Jiri Pavlenka fehlt dem ​SV Werder Bremen auch im kommenden ​Bundesliga-Spiel gegen ​Bayer Leverkusen (Montag, 20.30 Uhr). Vertreten wird er durch Ersatz-Keeper Stefanos Kapino, der nach seinem Startelf-Debüt bei ​Hertha BSC nun auch im Bremer Weserstadion von Beginn an ran darf. Philipp Bargfrede könnte sogar ein Kandidat für die Startelf sein. Ein Personalupdate der Grün-Weißen.

​Im DFB-Pokal-Viertelfinale hatte sich ​Pavlenka einen Muskelfaserriss im Adduktorenbereich zugezogen. Für die kommenden zwei Spiele plante man dementsprechend mit Kapino, der beim 2:2-Remis im Berliner Olympiastadion eine solide Leistung lieferte. 

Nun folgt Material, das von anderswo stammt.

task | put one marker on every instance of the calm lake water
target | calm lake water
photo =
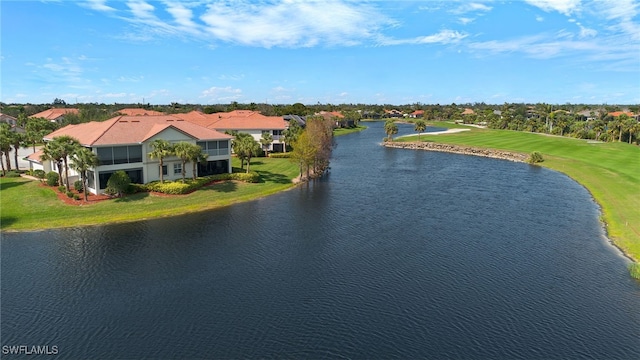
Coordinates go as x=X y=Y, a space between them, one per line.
x=396 y=254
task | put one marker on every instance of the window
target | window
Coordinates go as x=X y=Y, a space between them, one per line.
x=214 y=148
x=135 y=153
x=120 y=154
x=134 y=174
x=105 y=155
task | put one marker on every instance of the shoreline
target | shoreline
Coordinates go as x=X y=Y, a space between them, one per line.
x=457 y=149
x=503 y=155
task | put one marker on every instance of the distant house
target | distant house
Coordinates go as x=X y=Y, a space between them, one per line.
x=13 y=123
x=139 y=112
x=417 y=114
x=628 y=113
x=338 y=119
x=393 y=113
x=243 y=121
x=586 y=115
x=301 y=120
x=124 y=142
x=55 y=114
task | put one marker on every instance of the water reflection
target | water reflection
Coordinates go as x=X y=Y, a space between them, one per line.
x=397 y=254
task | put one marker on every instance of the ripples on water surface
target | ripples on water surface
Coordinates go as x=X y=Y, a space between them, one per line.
x=397 y=254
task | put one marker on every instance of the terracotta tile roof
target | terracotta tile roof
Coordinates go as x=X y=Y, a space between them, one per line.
x=330 y=114
x=35 y=157
x=197 y=117
x=618 y=113
x=122 y=130
x=139 y=112
x=54 y=113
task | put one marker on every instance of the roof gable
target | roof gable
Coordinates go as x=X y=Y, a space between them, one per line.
x=133 y=130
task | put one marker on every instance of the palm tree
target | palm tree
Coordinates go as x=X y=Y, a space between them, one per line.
x=420 y=126
x=17 y=140
x=238 y=146
x=52 y=152
x=248 y=147
x=390 y=128
x=196 y=155
x=68 y=146
x=183 y=151
x=266 y=140
x=82 y=161
x=161 y=149
x=6 y=140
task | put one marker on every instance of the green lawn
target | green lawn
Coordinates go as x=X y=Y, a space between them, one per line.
x=26 y=205
x=345 y=131
x=610 y=171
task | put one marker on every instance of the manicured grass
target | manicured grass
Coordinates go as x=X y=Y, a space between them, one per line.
x=26 y=205
x=343 y=131
x=610 y=171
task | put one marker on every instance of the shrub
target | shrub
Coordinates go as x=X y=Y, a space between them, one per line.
x=12 y=173
x=136 y=188
x=77 y=185
x=251 y=177
x=280 y=155
x=52 y=178
x=634 y=270
x=535 y=158
x=170 y=187
x=117 y=184
x=40 y=174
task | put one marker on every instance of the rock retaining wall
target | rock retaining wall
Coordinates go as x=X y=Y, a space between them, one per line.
x=457 y=149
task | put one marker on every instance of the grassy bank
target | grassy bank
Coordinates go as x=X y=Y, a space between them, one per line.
x=610 y=171
x=26 y=205
x=345 y=131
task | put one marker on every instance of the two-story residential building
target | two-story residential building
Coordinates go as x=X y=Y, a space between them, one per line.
x=55 y=114
x=124 y=143
x=13 y=123
x=243 y=121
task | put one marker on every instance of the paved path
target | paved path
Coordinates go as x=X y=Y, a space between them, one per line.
x=22 y=152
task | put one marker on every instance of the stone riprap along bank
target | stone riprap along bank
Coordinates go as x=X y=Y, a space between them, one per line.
x=456 y=149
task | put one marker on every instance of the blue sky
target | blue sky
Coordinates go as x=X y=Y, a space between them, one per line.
x=283 y=52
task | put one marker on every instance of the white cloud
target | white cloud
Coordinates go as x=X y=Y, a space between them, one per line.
x=141 y=9
x=622 y=13
x=566 y=7
x=272 y=24
x=231 y=77
x=183 y=16
x=465 y=21
x=98 y=5
x=221 y=93
x=443 y=37
x=586 y=32
x=115 y=95
x=470 y=7
x=133 y=79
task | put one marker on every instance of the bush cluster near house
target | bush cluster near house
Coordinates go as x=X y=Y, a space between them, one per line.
x=179 y=187
x=535 y=158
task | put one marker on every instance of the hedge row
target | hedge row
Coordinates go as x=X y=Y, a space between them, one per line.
x=280 y=155
x=179 y=188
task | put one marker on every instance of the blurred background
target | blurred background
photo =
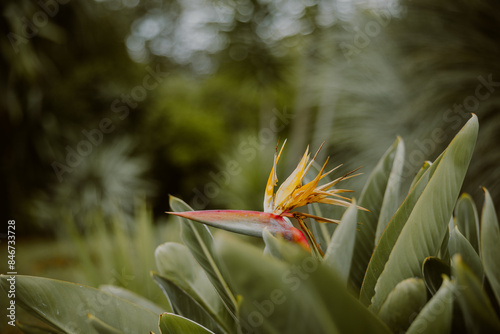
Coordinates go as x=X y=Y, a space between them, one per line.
x=109 y=106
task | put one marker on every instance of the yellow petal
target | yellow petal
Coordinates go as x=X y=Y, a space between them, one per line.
x=292 y=182
x=272 y=181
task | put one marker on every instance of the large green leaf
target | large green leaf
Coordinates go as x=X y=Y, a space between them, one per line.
x=424 y=230
x=339 y=253
x=435 y=317
x=391 y=234
x=433 y=270
x=380 y=197
x=490 y=237
x=420 y=173
x=301 y=297
x=175 y=324
x=186 y=305
x=65 y=306
x=134 y=298
x=102 y=327
x=478 y=312
x=177 y=265
x=199 y=240
x=458 y=244
x=467 y=220
x=403 y=303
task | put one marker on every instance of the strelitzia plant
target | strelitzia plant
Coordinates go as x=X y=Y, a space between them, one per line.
x=278 y=206
x=427 y=265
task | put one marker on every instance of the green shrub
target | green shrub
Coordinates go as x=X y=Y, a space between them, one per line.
x=423 y=266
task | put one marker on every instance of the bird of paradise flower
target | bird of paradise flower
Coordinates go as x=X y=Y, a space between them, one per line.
x=292 y=194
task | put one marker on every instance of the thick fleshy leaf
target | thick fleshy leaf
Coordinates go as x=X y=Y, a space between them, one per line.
x=391 y=234
x=175 y=324
x=444 y=253
x=102 y=327
x=480 y=317
x=490 y=237
x=301 y=297
x=420 y=173
x=176 y=264
x=199 y=240
x=134 y=298
x=401 y=305
x=458 y=244
x=379 y=197
x=436 y=316
x=65 y=306
x=433 y=270
x=424 y=230
x=339 y=254
x=186 y=305
x=467 y=220
x=34 y=329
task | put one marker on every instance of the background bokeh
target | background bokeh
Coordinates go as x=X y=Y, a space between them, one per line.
x=109 y=106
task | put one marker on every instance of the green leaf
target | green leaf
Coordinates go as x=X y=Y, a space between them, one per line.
x=65 y=306
x=479 y=315
x=379 y=196
x=302 y=297
x=433 y=270
x=403 y=303
x=391 y=234
x=199 y=240
x=101 y=327
x=467 y=220
x=458 y=244
x=176 y=264
x=436 y=316
x=185 y=304
x=134 y=298
x=444 y=253
x=424 y=230
x=490 y=237
x=175 y=324
x=33 y=329
x=420 y=173
x=340 y=250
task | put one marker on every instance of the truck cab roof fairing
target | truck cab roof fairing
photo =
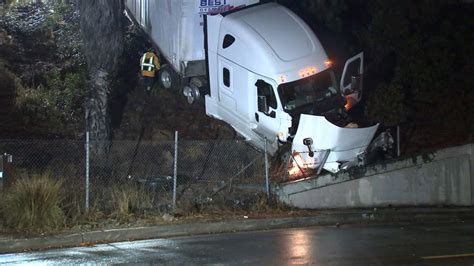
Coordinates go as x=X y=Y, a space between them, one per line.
x=282 y=45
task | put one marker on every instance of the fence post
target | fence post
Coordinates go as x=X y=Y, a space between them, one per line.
x=175 y=168
x=87 y=169
x=398 y=140
x=267 y=182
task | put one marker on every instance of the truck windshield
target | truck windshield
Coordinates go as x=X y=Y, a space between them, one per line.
x=310 y=90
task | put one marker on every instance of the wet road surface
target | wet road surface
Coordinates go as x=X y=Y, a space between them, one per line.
x=424 y=244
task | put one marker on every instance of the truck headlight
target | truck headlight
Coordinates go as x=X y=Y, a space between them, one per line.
x=281 y=136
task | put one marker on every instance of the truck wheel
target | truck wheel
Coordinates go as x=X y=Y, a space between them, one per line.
x=192 y=93
x=167 y=76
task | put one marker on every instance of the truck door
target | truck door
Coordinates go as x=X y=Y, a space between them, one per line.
x=227 y=82
x=351 y=81
x=266 y=114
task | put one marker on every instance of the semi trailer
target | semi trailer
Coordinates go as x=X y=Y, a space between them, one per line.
x=260 y=68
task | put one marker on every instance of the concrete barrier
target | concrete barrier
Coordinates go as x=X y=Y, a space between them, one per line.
x=445 y=177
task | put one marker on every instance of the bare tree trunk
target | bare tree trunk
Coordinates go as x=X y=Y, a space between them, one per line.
x=102 y=30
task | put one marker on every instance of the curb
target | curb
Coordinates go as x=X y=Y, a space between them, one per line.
x=323 y=219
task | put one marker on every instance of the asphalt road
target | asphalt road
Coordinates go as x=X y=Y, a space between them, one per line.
x=422 y=244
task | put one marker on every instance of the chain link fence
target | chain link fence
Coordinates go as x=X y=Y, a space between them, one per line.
x=160 y=175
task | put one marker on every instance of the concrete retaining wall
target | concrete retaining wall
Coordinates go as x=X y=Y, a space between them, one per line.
x=442 y=178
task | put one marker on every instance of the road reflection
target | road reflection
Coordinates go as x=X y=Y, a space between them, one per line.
x=300 y=247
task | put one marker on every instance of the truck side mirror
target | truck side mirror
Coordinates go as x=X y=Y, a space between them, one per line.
x=262 y=104
x=355 y=83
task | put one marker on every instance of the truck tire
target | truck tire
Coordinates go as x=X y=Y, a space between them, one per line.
x=168 y=77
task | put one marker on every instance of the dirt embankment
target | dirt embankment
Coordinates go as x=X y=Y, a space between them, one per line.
x=37 y=42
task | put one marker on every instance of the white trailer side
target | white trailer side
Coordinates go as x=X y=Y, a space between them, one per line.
x=176 y=27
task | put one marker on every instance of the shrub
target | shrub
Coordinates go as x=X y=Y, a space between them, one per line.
x=33 y=203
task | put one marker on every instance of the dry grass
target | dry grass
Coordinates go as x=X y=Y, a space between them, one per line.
x=33 y=203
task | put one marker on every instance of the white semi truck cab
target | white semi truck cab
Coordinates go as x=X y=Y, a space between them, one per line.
x=261 y=69
x=270 y=78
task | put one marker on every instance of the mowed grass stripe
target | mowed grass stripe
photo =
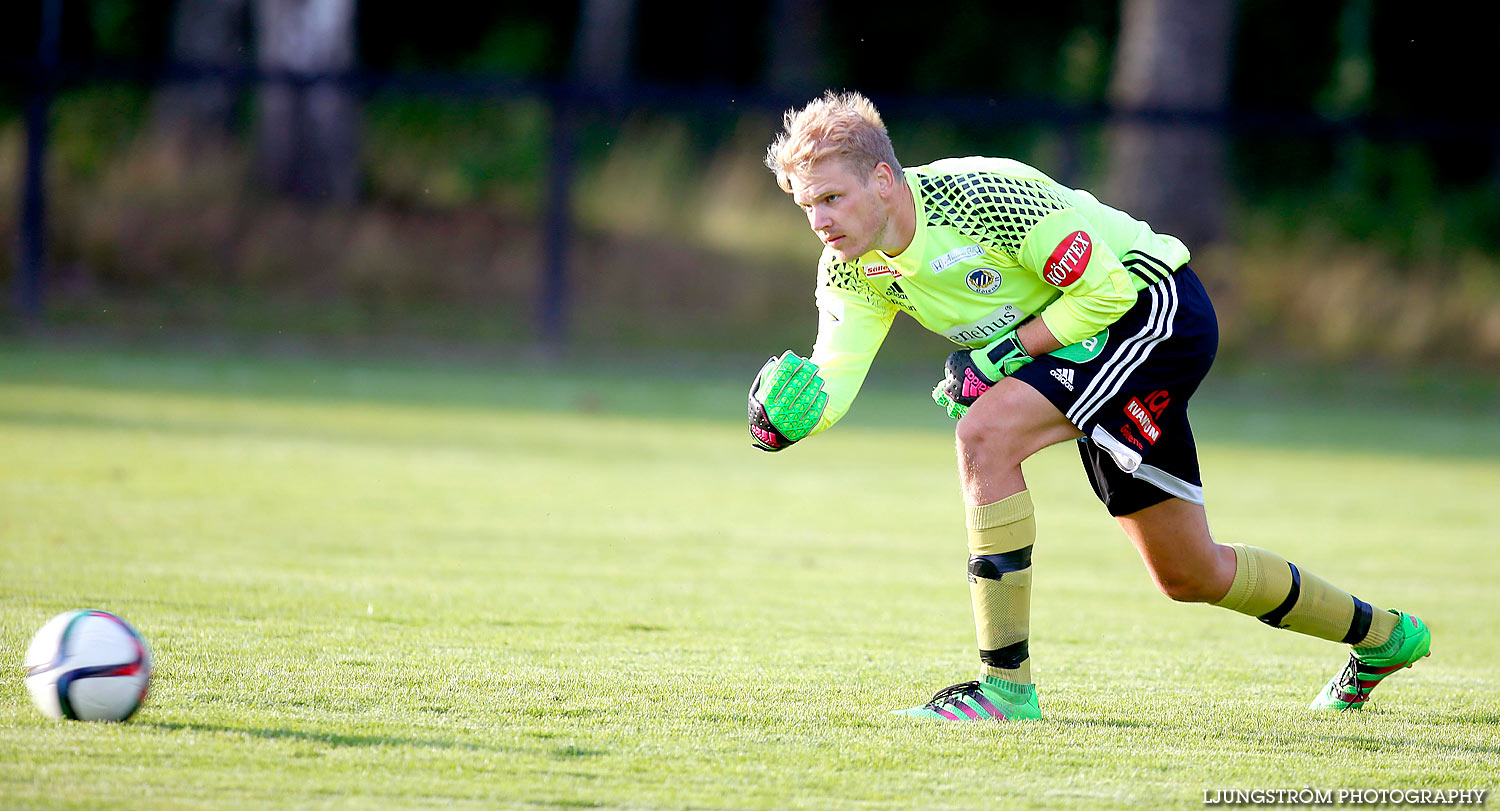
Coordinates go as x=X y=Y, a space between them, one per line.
x=365 y=592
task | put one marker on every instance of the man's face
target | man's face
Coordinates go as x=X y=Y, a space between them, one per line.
x=845 y=209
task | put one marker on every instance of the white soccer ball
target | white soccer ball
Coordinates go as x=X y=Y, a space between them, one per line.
x=87 y=666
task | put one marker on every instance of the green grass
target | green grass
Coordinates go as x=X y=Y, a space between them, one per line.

​Dennoch gab es vor allem bei Manager Frank Baumann die Hoffnung auf ein Blitz-Comeback der Bremer Nummer Eins. Am Donnerstagnachmittag unterzog sich Pavlenka einer MRT-Untersuchung. "Es war ein Kontrolltermin mit der Hoffnung, dass er vielleicht Montag wieder spielen kann. Das hat sich leider nicht bestätigt, wenngleich es immer besser aussieht bei ihm", verriet Cheftrainer Florian Kohfeldt den Pressevertretern. 


Kapino als guter Pavlenka-Ersatz


​Mit Kapino haben die Grün-Weißen allerdings einen guten Ersatzmann zwischen den Pfosten. Bei seinem Debüt gegen die Hertha lenkte er beim 2:2-Anschlusstreffer der Gastgeber den vorherigen Schuss von Maximilian Mittelstädt zwar unglücklich in die Mitte ab und zeigte somit zumindest eine Teilschuld am Gegentreffer, zeigte aber "insgesamt eine ordentliche Leistung", so Kohfeldt. Seine Abwürfe und präzisen Pässe hatten zudem eine positive Wirkung auf die Schnelligkeit des Bremer Spiels. 

Stefanos Kapino

​Freut sich auf seinen dritten Pflichtspiel-Einsatz im Werder-Dress: Stefanos Kapino (25)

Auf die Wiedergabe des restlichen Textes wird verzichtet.